6. Review the stem frequency summary table for exact counts per row.
7. In back-to-back mode, Dataset 1 leaves extend left and Dataset 2 extends right from the center stem.

Example Calculation

Tips & Best Practices

• Stem-and-leaf plots work best with 15–150 data points. Under 15, just list the values. Over 150, use a histogram.
• The "shape" of the plot mirrors a horizontal histogram — look for symmetry, skewness, gaps, and clusters.
• Back-to-back plots are excellent for comparing exam scores between two classes, or before/after measurements.
• If leaves are crowded (too many on one stem), try splitting stems: e.g., stem 7* for 70–74, stem 7. for 75–79.
• The key line is essential for interpretation — it tells you the value corresponding to a stem-leaf pair.
• Stem-and-leaf plots were invented by John Tukey in 1977 as part of Exploratory Data Analysis (EDA).

History of the Stem-and-Leaf Plot

John Tukey introduced the stem-and-leaf display in his 1977 book "Exploratory Data Analysis." It was designed as a quick, hand-drawable alternative to histograms that preserves the original data values. Despite the rise of computer graphics, stemplots remain a standard topic in introductory statistics courses because they teach students to think about distribution shape while staying close to the data.

Stem-and-Leaf Plots vs Dot Plots

Both stemplots and dot plots show individual values. Dot plots place a dot for each value on a number line; stemplots group values by leading digits. For small datasets (< 20 values), dot plots are often clearer. For moderate datasets (20–100), stemplots are more compact. Both are "EDA tools" in Tukey's framework, designed for quick understanding rather than formal presentation.

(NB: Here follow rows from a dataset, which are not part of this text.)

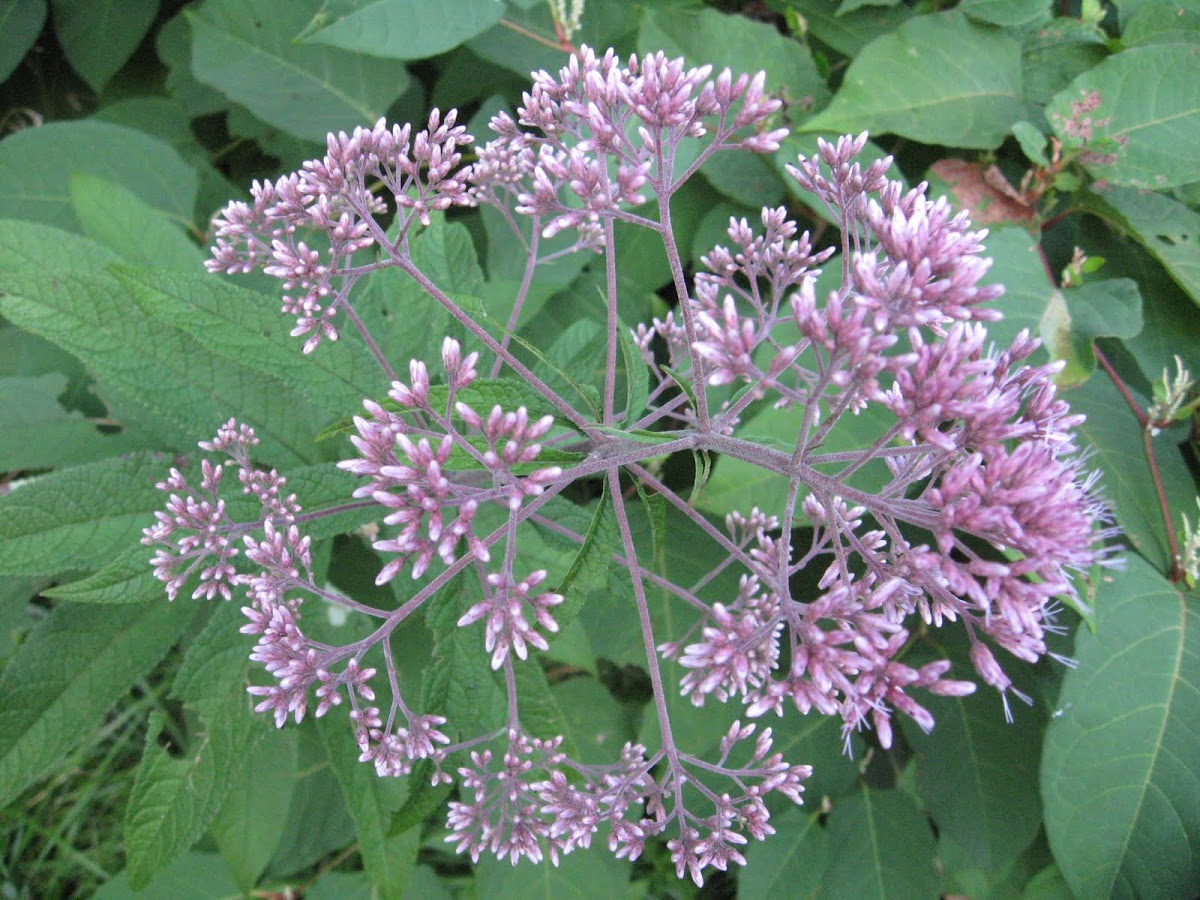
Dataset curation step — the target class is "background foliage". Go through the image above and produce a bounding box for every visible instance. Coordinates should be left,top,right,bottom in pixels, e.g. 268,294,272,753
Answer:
0,0,1200,900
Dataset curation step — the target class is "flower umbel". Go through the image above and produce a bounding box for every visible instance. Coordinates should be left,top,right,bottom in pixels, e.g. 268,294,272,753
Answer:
145,45,1113,884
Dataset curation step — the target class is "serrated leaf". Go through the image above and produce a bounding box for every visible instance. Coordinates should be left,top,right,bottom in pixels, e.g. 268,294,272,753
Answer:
125,604,266,890
0,602,196,804
821,785,938,899
637,6,829,123
0,221,316,464
188,0,409,142
0,372,138,472
300,0,504,59
1046,44,1200,190
799,11,1025,150
738,809,829,900
70,172,204,272
53,0,158,94
318,716,420,900
109,266,388,413
1039,278,1142,386
476,841,630,900
0,0,46,82
905,672,1042,872
209,728,298,890
1042,556,1200,898
0,120,197,230
0,456,164,575
1094,186,1200,304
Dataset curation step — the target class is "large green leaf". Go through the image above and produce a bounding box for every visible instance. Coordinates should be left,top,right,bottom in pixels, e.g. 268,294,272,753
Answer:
124,604,268,890
0,120,197,230
318,715,420,900
799,12,1024,149
0,456,167,575
301,0,504,59
0,0,46,82
738,809,829,900
0,372,137,472
188,0,409,142
0,602,197,804
1094,185,1200,304
1046,43,1200,190
821,785,938,900
209,728,296,890
53,0,158,92
71,172,204,272
1042,556,1200,898
637,6,829,114
0,222,323,463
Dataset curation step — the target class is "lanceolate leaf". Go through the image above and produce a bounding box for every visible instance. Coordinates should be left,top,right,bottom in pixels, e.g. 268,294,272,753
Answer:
318,715,421,900
0,455,168,575
0,602,196,804
1042,554,1200,898
190,0,409,142
821,785,938,900
0,222,328,464
302,0,504,59
1046,43,1200,190
125,604,268,890
802,12,1024,149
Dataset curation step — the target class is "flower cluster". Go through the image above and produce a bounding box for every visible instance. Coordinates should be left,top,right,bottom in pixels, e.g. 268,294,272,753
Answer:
145,48,1110,884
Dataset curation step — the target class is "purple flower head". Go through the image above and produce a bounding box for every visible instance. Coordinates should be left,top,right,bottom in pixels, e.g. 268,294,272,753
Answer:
144,47,1111,884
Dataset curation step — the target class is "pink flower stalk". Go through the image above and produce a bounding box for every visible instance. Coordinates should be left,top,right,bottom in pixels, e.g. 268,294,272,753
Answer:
145,47,1111,884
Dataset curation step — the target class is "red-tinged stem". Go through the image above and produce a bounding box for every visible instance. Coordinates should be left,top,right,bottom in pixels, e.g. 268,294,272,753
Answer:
1092,344,1186,584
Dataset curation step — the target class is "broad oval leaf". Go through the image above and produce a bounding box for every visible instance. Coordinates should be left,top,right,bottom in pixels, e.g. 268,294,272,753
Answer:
1046,43,1200,191
0,120,198,230
1042,556,1200,898
301,0,504,59
188,0,409,143
799,12,1025,150
0,602,197,804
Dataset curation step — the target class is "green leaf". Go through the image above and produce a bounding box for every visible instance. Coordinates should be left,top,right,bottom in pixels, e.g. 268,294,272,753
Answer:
738,809,829,900
1066,377,1195,570
476,838,630,900
637,6,829,118
53,0,158,94
554,481,620,628
787,0,913,56
110,266,386,414
0,222,317,463
905,672,1042,872
0,373,137,472
0,602,196,804
958,0,1050,28
71,172,204,272
821,785,938,899
1046,44,1200,190
125,604,266,890
1042,556,1200,898
300,0,504,59
0,0,46,82
92,853,240,900
209,728,296,890
188,0,409,142
317,715,420,900
1040,278,1142,385
1121,0,1200,47
799,11,1025,150
0,456,166,575
0,120,197,230
1088,185,1200,304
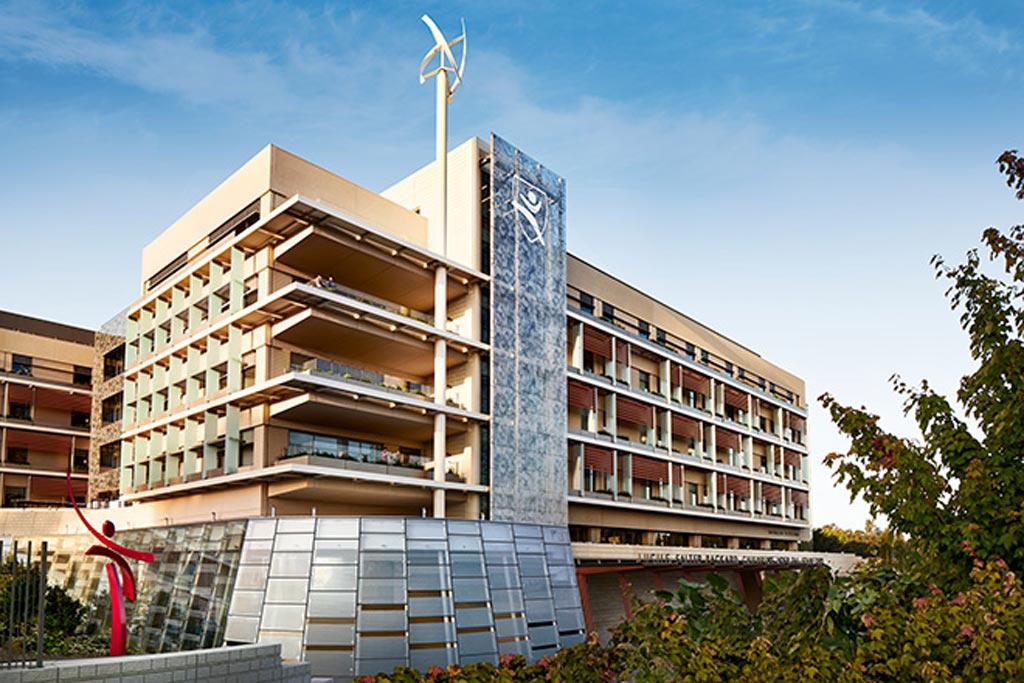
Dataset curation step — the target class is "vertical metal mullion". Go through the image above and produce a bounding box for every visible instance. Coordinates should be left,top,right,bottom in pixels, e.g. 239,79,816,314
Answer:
22,541,32,669
36,541,47,669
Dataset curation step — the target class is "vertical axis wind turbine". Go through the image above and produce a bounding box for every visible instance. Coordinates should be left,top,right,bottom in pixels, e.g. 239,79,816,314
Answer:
420,14,466,517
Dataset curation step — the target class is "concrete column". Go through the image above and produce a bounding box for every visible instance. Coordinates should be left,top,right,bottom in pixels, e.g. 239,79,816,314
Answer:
569,323,583,369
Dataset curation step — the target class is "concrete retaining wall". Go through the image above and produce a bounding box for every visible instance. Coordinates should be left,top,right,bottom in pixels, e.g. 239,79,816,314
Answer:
0,644,309,683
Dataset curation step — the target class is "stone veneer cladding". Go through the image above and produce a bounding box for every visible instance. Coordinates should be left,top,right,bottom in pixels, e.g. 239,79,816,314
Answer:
489,135,568,524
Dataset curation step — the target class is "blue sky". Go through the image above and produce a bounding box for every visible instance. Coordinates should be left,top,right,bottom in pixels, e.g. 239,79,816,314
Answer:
0,0,1024,526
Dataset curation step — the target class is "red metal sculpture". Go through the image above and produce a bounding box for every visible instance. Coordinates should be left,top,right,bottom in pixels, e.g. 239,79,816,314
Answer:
67,469,154,656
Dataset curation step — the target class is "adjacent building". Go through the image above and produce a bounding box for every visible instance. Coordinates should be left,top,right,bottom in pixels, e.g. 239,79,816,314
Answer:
0,311,93,507
93,136,809,549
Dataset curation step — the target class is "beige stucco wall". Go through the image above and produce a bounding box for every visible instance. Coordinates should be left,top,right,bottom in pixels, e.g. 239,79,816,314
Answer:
381,137,486,270
142,144,427,284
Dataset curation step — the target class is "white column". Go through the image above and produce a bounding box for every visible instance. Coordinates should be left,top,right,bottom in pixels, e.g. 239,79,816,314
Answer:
433,70,447,517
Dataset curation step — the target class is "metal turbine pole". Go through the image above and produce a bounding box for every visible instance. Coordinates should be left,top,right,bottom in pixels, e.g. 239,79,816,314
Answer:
420,14,466,517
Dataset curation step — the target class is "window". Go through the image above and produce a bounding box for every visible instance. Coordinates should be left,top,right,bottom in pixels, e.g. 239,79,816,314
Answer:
102,393,123,424
10,353,32,375
7,401,32,420
103,344,125,380
601,301,615,323
99,441,121,468
239,429,256,467
580,292,594,315
7,446,29,465
3,486,25,508
637,370,650,391
72,366,92,386
72,449,89,472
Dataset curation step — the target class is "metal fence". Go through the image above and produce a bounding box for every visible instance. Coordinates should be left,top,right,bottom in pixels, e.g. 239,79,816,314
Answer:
0,540,47,669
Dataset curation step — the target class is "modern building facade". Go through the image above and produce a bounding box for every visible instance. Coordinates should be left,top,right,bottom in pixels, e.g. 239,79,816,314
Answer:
93,136,809,549
0,311,93,507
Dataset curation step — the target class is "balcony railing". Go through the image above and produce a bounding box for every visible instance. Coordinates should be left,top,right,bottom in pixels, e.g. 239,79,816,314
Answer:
291,358,469,411
309,275,431,325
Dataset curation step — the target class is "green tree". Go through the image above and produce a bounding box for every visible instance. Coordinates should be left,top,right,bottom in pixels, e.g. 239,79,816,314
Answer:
820,151,1024,582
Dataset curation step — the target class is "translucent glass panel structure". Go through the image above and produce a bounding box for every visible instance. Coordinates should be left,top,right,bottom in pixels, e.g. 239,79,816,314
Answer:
225,517,585,679
489,135,568,524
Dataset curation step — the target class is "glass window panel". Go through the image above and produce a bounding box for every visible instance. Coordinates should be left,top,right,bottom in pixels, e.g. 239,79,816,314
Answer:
409,564,452,591
355,608,408,634
230,591,263,616
455,607,494,629
409,597,455,616
458,631,498,656
544,526,569,545
452,553,485,577
224,616,259,643
449,536,483,553
552,588,580,608
558,632,587,647
246,519,278,541
240,540,273,564
310,564,355,599
406,519,447,547
359,532,406,550
359,579,406,604
406,541,449,565
525,599,555,624
528,626,558,649
483,541,515,564
266,579,309,604
512,524,541,540
409,622,455,644
490,589,524,614
234,565,266,591
355,635,409,673
487,564,521,589
498,640,530,658
260,605,306,631
273,533,313,552
519,555,548,577
270,553,309,577
495,616,526,638
359,552,406,579
362,517,406,533
278,517,316,533
308,591,355,618
409,647,456,671
306,624,355,654
548,565,575,590
447,519,480,536
547,546,572,565
303,650,353,680
515,539,544,555
259,633,302,660
555,609,586,631
313,539,359,564
522,577,551,600
316,517,359,539
453,579,490,602
480,522,512,541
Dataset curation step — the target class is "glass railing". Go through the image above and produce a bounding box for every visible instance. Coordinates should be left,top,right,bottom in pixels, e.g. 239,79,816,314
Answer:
291,358,469,411
308,275,431,325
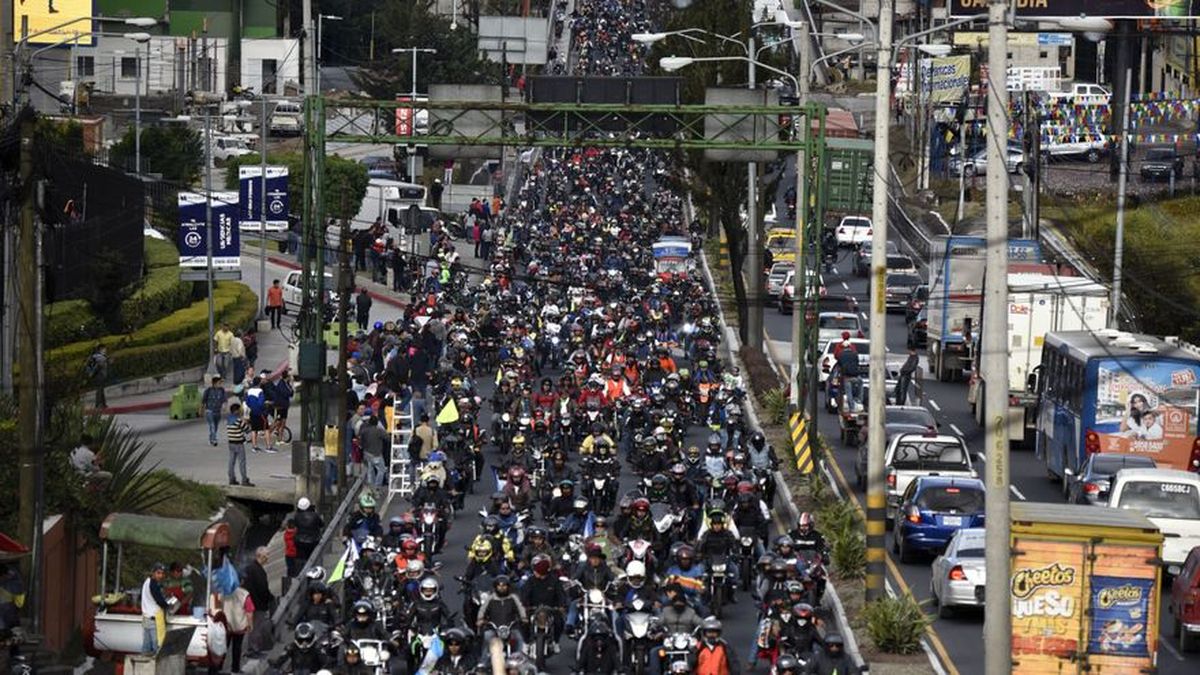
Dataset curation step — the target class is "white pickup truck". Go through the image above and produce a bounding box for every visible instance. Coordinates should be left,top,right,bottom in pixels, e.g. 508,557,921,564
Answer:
883,432,979,522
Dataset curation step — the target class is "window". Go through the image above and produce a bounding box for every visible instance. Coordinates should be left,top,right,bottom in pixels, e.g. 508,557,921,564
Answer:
121,56,138,79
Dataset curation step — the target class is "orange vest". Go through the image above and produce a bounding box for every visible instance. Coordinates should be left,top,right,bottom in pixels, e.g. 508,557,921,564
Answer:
692,643,730,675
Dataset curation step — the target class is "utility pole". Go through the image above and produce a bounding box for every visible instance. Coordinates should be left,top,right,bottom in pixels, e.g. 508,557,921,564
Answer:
866,0,895,602
744,36,763,351
979,0,1013,675
336,198,354,487
16,110,44,627
1109,67,1133,328
791,22,821,410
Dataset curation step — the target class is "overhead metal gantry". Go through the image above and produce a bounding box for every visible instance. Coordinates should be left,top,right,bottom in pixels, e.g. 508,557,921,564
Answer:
298,90,826,441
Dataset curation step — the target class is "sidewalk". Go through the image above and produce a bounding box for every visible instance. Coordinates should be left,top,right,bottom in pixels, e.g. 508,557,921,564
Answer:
108,251,403,491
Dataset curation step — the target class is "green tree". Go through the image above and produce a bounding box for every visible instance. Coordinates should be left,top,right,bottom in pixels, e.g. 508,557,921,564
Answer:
354,0,500,98
224,153,370,219
108,124,204,184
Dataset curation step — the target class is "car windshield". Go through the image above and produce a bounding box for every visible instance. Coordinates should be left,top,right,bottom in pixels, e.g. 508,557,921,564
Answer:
767,237,796,253
916,485,984,513
818,316,858,330
888,274,920,286
1092,454,1157,476
1117,480,1200,520
883,407,934,426
892,440,967,470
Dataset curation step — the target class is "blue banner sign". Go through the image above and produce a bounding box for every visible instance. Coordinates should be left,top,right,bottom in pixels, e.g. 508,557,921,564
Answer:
179,192,241,271
238,166,289,232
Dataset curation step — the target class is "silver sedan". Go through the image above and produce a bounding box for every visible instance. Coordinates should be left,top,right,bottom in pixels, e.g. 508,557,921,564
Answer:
929,527,986,619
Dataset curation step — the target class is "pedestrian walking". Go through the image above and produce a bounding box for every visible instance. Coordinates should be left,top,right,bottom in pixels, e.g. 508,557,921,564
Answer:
217,585,254,673
229,330,250,382
354,288,373,330
142,562,170,653
359,414,388,485
226,404,254,488
266,279,283,330
83,345,108,408
212,323,238,382
242,546,275,658
200,375,229,448
893,347,920,406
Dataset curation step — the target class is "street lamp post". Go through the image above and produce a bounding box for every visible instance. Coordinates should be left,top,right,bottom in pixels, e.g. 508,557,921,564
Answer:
391,47,438,181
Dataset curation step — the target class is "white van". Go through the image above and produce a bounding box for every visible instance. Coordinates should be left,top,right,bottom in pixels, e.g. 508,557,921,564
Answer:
1109,468,1200,566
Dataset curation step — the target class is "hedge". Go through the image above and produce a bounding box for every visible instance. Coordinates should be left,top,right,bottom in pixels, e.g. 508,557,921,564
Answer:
42,300,104,350
145,237,179,269
46,283,258,384
119,263,192,330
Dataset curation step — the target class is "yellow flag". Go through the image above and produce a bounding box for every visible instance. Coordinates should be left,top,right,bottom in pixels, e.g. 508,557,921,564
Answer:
438,399,458,424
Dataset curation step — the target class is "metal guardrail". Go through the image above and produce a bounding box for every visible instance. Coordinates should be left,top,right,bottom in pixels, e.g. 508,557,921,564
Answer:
271,476,364,644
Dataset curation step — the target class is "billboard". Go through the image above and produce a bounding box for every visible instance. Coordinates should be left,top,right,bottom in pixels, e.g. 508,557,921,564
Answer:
920,54,971,104
238,166,289,232
950,0,1200,19
12,0,95,44
1092,358,1200,468
179,192,241,271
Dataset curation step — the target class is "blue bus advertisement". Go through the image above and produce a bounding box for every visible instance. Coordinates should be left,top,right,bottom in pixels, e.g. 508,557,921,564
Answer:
1085,358,1200,470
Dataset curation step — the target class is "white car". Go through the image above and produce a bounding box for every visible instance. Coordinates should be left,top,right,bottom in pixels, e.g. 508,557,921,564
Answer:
1109,468,1200,573
767,263,796,299
929,527,988,619
834,216,872,247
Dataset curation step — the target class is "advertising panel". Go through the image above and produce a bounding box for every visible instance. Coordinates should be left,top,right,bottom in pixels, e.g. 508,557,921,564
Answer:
1092,359,1200,468
950,0,1200,19
238,166,289,232
179,192,241,271
1009,538,1086,673
12,0,95,44
920,54,971,103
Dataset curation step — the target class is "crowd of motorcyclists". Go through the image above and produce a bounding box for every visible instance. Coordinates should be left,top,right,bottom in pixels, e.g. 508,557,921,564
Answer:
272,0,852,675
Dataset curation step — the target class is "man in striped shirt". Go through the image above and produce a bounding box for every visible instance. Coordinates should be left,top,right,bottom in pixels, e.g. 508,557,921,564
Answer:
226,404,254,488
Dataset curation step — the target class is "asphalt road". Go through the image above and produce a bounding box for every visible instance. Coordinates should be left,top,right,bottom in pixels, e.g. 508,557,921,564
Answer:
766,225,1200,675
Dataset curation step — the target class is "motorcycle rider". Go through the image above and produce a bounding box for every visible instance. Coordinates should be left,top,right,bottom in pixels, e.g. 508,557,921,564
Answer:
475,574,529,651
696,509,739,602
521,554,569,653
806,633,860,675
268,623,328,675
692,616,738,675
342,492,383,544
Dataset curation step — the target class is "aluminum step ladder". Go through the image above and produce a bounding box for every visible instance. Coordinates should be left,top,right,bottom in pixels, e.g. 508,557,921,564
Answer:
388,401,416,503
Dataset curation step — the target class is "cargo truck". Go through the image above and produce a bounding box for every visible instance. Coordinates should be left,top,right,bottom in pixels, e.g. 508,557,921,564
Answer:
926,234,1042,382
1012,502,1163,675
967,270,1109,446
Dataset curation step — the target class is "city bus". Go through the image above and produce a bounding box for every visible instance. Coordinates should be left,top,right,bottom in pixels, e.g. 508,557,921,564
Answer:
1028,329,1200,479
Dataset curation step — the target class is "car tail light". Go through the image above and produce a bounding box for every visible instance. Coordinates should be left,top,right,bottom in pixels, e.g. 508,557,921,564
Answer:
908,507,920,522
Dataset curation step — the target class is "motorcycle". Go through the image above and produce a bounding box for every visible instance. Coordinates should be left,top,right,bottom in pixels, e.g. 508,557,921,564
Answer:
704,556,728,619
620,598,661,675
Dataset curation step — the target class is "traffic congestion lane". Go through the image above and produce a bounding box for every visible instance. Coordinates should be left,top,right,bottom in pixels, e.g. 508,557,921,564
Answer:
767,257,1200,675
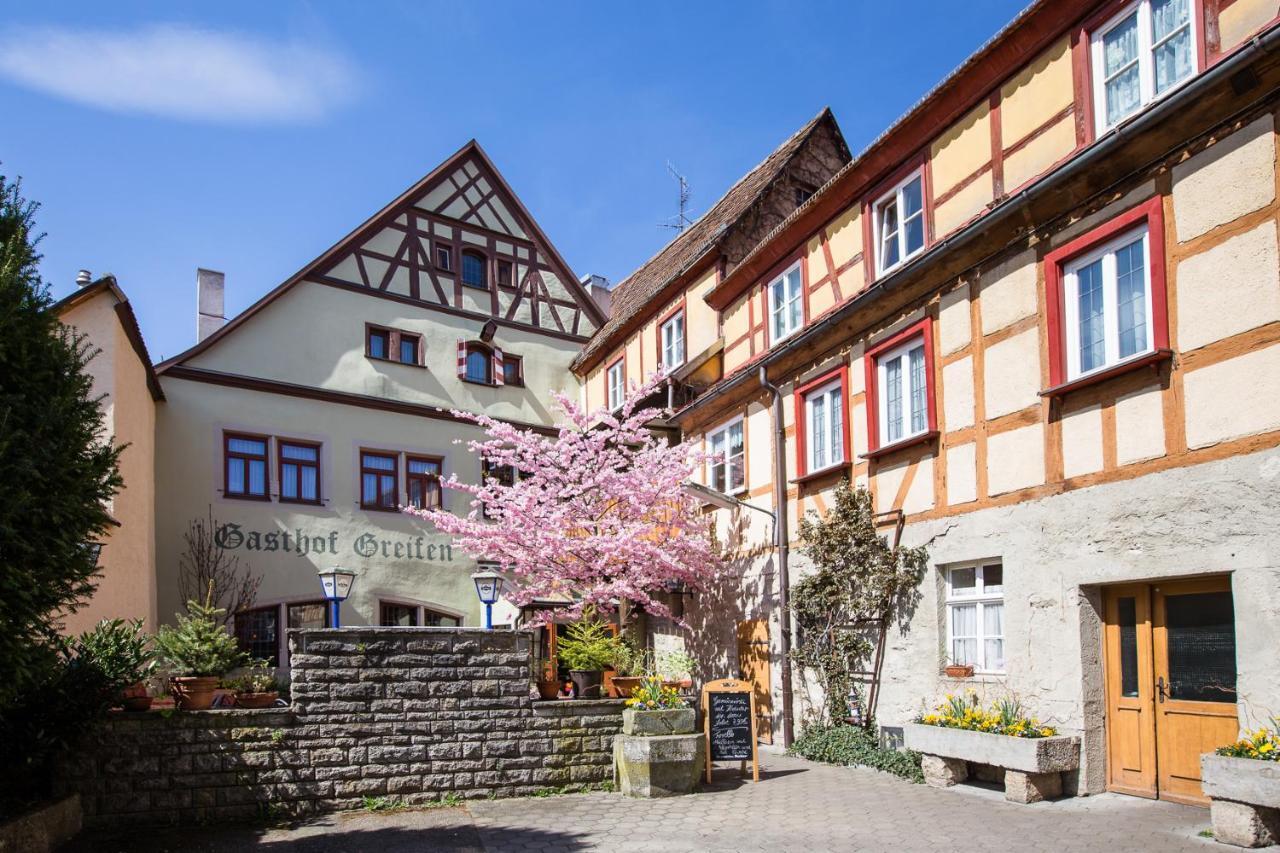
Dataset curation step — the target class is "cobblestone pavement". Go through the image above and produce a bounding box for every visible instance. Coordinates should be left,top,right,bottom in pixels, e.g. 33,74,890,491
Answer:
65,754,1231,853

Advanced Stemplot Techniques

Beyond basic and split stemplots, there are: (1) rounded stemplots where values are rounded to smooth noise, (2) truncated stemplots where leaves are truncated (not rounded) for simplicity, (3) five-stem plots where each stem is split into five parts (leaves 0–1, 2–3, 4–5, 6–7, 8–9) for fine-grained shape analysis. These variations offer different trade-offs between resolution and readability.

Frequently Asked Questions

• What is a stem-and-leaf plot?

  A stem-and-leaf plot (stemplot) is a way to display quantitative data that shows individual values while revealing the distribution shape. Each number is split into a "stem" (leading digits) and a "leaf" (trailing digit). For example, 85 becomes stem=8, leaf=5. Values with the same stem are grouped on the same row, with leaves sorted in order.

• How do I read a stem-and-leaf plot?

  Read the key first (e.g., "7|2 = 72"). Then for each row, combine the stem with each leaf to get the original values. Row "7|1 2 4 6" means 71, 72, 74, 76. The shape of the plot — which rows have the most leaves — shows the distribution. Count the leaves for frequency; read them for exact values.

• What is a back-to-back stem-and-leaf plot?

  A back-to-back stemplot displays two datasets sharing the same stems. Dataset 1 leaves extend to the left (reversed order), Dataset 2 leaves extend to the right, and stems are in the center column. This makes it easy to compare distributions, medians, and spreads of two groups side by side.

• When should I use a stem-and-leaf plot instead of a histogram?

  Use a stemplot when: (1) you have a small to moderate dataset (15–150 values), (2) you want to see exact values, not just bin counts, (3) you want to quickly find the median (count to the middle leaf), (4) you're doing exploratory analysis. Use a histogram when you have hundreds+ of values or need to present to a general audience.

• What is a split stem-and-leaf plot?

  A split stemplot divides each stem into two parts to create more rows and spread out the leaves. Typically, leaves 0–4 go on the first half-stem (marked with *) and leaves 5–9 on the second (marked with .). This is useful when most data falls in just a few stems, creating overcrowded rows.

• How do stem-and-leaf plots show outliers?

  Outliers appear as isolated stems with very few leaves, separated by empty stems (gaps) from the rest of the data. For example, if most data has stems 5–8 and there's a lone "12|3", the value 123 is visually obvious as an outlier. The gap between stems 8 and 12 immediately signals something unusual.